All this presumes that the information is captured on the film, as Zenbeam points out. Here analog film is better than digital cameras. This cannot undo blurring from converting a bitmap to jpg format, for example - there, information is thrown away forever.


Why didn’t they use deconvolution technology when they realized the Hubble telescope was focused on the wrong point? I mean, yeah, sure you want to fix the thing to get it spot-on without having to throw the data through some sort of algorithm, but in the mean-time, why couldn’t they just extrapolate it? Presumably, they knew all the data regarding the blurring, or else they would not be able to create the optical fix for it as they did.

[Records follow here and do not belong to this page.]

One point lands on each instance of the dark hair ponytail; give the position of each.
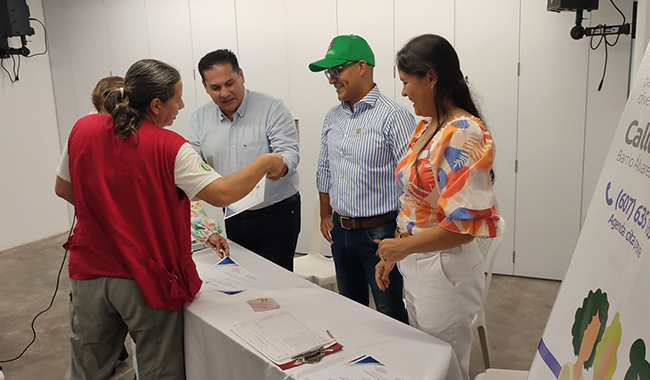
(433, 52)
(145, 81)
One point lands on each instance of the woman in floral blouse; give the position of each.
(448, 198)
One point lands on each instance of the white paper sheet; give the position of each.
(280, 337)
(363, 368)
(255, 197)
(228, 276)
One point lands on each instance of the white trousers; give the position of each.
(443, 291)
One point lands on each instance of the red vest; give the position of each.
(132, 220)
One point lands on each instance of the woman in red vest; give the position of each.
(131, 181)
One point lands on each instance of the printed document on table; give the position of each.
(255, 197)
(363, 368)
(228, 276)
(281, 337)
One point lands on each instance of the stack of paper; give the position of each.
(282, 338)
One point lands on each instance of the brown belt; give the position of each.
(367, 222)
(401, 234)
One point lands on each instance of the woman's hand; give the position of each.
(391, 250)
(382, 270)
(219, 244)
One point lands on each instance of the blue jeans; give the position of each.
(354, 258)
(271, 232)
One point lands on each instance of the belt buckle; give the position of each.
(345, 219)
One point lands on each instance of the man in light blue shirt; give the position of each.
(363, 139)
(230, 132)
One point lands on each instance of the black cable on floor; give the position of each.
(56, 289)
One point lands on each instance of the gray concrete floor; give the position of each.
(516, 312)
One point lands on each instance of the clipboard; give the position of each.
(276, 335)
(310, 357)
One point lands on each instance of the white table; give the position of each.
(213, 351)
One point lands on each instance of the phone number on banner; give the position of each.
(633, 211)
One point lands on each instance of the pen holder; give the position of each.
(313, 356)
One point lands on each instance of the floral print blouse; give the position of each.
(452, 186)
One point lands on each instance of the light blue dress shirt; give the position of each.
(262, 124)
(359, 153)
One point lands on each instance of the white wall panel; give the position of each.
(372, 20)
(309, 32)
(29, 149)
(489, 60)
(551, 123)
(262, 34)
(214, 26)
(126, 32)
(604, 107)
(435, 17)
(88, 50)
(61, 66)
(170, 40)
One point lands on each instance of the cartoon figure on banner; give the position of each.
(639, 366)
(588, 330)
(605, 360)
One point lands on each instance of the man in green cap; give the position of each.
(363, 139)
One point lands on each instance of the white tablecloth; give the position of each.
(213, 351)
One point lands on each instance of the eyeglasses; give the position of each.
(334, 72)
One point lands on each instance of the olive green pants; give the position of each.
(102, 311)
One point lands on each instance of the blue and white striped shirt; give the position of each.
(359, 153)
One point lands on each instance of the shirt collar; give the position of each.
(241, 111)
(370, 99)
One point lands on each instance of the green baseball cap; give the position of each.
(343, 49)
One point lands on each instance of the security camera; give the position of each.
(571, 5)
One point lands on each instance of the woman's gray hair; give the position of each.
(145, 81)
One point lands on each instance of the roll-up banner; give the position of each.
(599, 327)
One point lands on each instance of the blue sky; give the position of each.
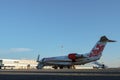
(58, 27)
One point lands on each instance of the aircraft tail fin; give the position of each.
(38, 58)
(99, 47)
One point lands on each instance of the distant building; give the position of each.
(17, 64)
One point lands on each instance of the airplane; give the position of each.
(72, 59)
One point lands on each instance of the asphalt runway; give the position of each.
(64, 74)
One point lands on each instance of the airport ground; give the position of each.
(64, 74)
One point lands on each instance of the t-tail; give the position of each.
(99, 47)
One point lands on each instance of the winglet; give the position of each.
(105, 39)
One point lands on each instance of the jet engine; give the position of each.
(74, 56)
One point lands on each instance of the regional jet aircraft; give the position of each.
(75, 59)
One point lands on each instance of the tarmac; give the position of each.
(61, 74)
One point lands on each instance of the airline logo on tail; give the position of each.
(97, 50)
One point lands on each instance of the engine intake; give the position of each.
(72, 56)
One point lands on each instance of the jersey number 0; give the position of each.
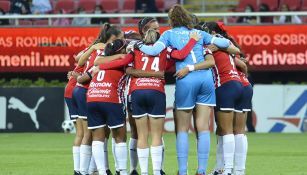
(154, 65)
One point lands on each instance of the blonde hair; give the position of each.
(151, 36)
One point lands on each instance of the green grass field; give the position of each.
(50, 154)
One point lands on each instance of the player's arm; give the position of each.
(143, 74)
(185, 51)
(84, 57)
(155, 49)
(78, 56)
(221, 43)
(241, 65)
(107, 59)
(117, 63)
(232, 49)
(170, 63)
(207, 63)
(84, 78)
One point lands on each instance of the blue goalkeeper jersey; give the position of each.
(177, 38)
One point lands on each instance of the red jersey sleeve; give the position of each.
(117, 63)
(184, 52)
(170, 63)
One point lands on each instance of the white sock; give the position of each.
(121, 157)
(228, 150)
(133, 154)
(98, 153)
(85, 158)
(76, 157)
(93, 166)
(106, 157)
(163, 154)
(114, 154)
(240, 152)
(143, 155)
(156, 157)
(219, 153)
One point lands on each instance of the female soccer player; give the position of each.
(106, 109)
(108, 34)
(241, 143)
(200, 92)
(73, 113)
(148, 100)
(229, 91)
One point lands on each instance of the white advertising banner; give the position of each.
(280, 108)
(277, 108)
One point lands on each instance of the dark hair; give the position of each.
(195, 20)
(106, 32)
(133, 36)
(151, 36)
(214, 26)
(143, 24)
(264, 8)
(115, 47)
(202, 26)
(180, 17)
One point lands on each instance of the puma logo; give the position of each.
(15, 103)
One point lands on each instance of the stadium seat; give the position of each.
(67, 5)
(304, 6)
(41, 22)
(273, 4)
(243, 3)
(5, 5)
(293, 4)
(129, 6)
(131, 21)
(25, 22)
(110, 6)
(88, 5)
(114, 20)
(169, 3)
(160, 5)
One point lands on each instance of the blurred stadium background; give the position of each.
(39, 38)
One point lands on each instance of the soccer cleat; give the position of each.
(200, 174)
(108, 172)
(239, 172)
(216, 172)
(134, 172)
(76, 173)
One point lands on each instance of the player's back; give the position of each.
(225, 68)
(178, 38)
(104, 86)
(150, 64)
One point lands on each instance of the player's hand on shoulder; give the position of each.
(75, 74)
(160, 74)
(98, 46)
(138, 45)
(213, 48)
(195, 35)
(69, 74)
(95, 70)
(182, 73)
(130, 46)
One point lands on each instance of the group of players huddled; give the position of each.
(124, 73)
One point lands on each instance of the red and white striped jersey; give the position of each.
(150, 64)
(72, 82)
(89, 65)
(106, 86)
(243, 78)
(225, 69)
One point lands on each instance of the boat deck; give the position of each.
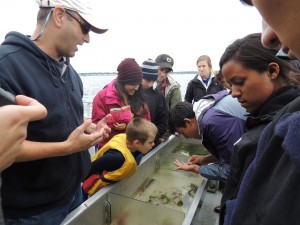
(206, 215)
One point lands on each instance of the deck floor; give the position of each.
(206, 215)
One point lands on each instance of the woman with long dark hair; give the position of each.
(263, 84)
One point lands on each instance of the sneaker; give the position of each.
(217, 209)
(212, 186)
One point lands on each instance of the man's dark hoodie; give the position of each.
(30, 188)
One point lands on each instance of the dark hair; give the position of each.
(251, 54)
(178, 113)
(137, 102)
(42, 14)
(247, 2)
(205, 58)
(140, 129)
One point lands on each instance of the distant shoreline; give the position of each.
(115, 73)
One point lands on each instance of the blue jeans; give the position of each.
(215, 171)
(50, 217)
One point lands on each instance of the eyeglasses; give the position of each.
(85, 27)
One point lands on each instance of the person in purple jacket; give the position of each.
(219, 121)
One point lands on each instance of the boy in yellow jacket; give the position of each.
(115, 160)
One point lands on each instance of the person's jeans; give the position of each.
(215, 171)
(50, 217)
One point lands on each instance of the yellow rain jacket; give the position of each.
(128, 168)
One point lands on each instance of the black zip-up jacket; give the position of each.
(195, 89)
(244, 151)
(159, 111)
(30, 188)
(269, 192)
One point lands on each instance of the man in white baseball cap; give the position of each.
(91, 15)
(46, 180)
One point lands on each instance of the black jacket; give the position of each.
(245, 150)
(159, 112)
(30, 188)
(270, 189)
(195, 89)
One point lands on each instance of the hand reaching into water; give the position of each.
(186, 167)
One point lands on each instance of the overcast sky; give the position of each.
(184, 29)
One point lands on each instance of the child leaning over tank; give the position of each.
(115, 160)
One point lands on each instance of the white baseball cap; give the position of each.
(83, 8)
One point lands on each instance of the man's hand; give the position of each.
(186, 167)
(13, 130)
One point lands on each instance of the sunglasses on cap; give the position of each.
(85, 27)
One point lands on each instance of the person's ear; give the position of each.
(59, 15)
(136, 144)
(187, 121)
(273, 70)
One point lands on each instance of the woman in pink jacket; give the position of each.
(122, 98)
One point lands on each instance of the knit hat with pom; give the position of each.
(129, 72)
(150, 69)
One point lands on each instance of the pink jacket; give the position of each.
(105, 100)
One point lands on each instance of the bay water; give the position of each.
(94, 82)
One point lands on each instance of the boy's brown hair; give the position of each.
(140, 129)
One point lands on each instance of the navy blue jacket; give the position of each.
(269, 192)
(33, 187)
(221, 125)
(245, 150)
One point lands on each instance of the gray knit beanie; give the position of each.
(150, 69)
(129, 72)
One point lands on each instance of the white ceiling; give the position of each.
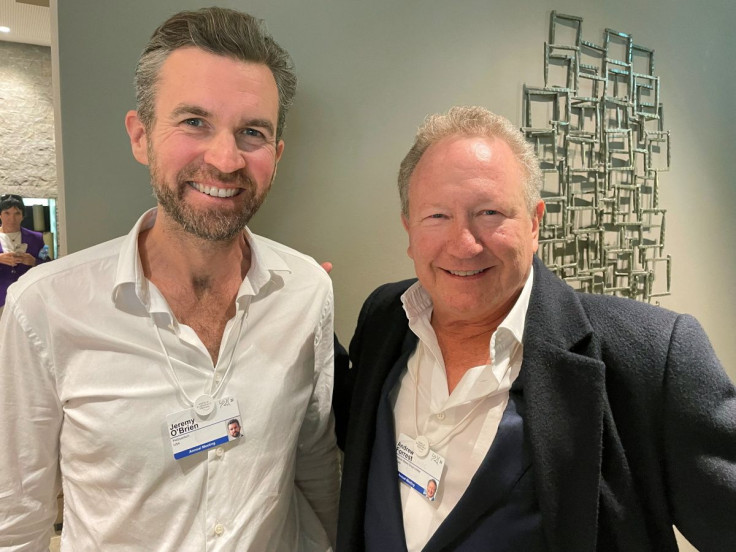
(29, 22)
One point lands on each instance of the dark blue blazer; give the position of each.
(8, 274)
(630, 420)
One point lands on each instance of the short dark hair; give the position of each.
(219, 31)
(8, 201)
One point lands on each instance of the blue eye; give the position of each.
(251, 132)
(250, 138)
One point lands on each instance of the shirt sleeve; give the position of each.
(317, 468)
(29, 436)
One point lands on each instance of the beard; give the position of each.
(213, 224)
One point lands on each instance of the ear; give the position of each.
(138, 137)
(536, 222)
(405, 223)
(279, 150)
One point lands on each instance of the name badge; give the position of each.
(191, 432)
(423, 474)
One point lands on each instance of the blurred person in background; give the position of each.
(20, 249)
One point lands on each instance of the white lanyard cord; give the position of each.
(214, 373)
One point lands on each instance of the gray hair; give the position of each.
(471, 122)
(218, 31)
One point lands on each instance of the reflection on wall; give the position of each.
(598, 128)
(28, 160)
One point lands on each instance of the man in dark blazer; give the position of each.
(16, 258)
(619, 421)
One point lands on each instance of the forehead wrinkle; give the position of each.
(186, 109)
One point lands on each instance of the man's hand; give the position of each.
(10, 259)
(26, 259)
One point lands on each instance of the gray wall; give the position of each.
(27, 161)
(369, 73)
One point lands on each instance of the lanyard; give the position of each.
(204, 404)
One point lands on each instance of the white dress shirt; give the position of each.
(85, 388)
(460, 426)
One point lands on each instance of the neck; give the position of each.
(463, 344)
(171, 256)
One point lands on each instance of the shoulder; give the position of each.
(282, 258)
(627, 317)
(387, 297)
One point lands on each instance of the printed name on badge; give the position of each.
(191, 433)
(421, 473)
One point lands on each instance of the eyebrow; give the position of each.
(186, 109)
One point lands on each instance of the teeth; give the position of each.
(465, 272)
(214, 191)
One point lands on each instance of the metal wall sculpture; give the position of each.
(598, 129)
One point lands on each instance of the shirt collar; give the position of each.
(131, 287)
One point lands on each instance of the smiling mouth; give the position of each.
(214, 191)
(466, 272)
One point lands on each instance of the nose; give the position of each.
(463, 242)
(223, 153)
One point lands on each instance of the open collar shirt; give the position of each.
(86, 390)
(461, 425)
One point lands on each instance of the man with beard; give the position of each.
(121, 365)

They did. Good optics are a better solution.

I once read a mystery novel novel by a celebrity author where the identity of the murderer was determined by viewing a series of photos on a contact sheet. A problem with this identification came about when it was realized that the murderer was LEFT handed, and the person in the pictures was RIGHT handed. So they left the person in the photos off the hook. Later they realized that the negatives were printed backwards on the contact sheet.

Any darkroom tech would have noticed that right away by reading the edgeprint info on the negs.

And it was a real goood book till then.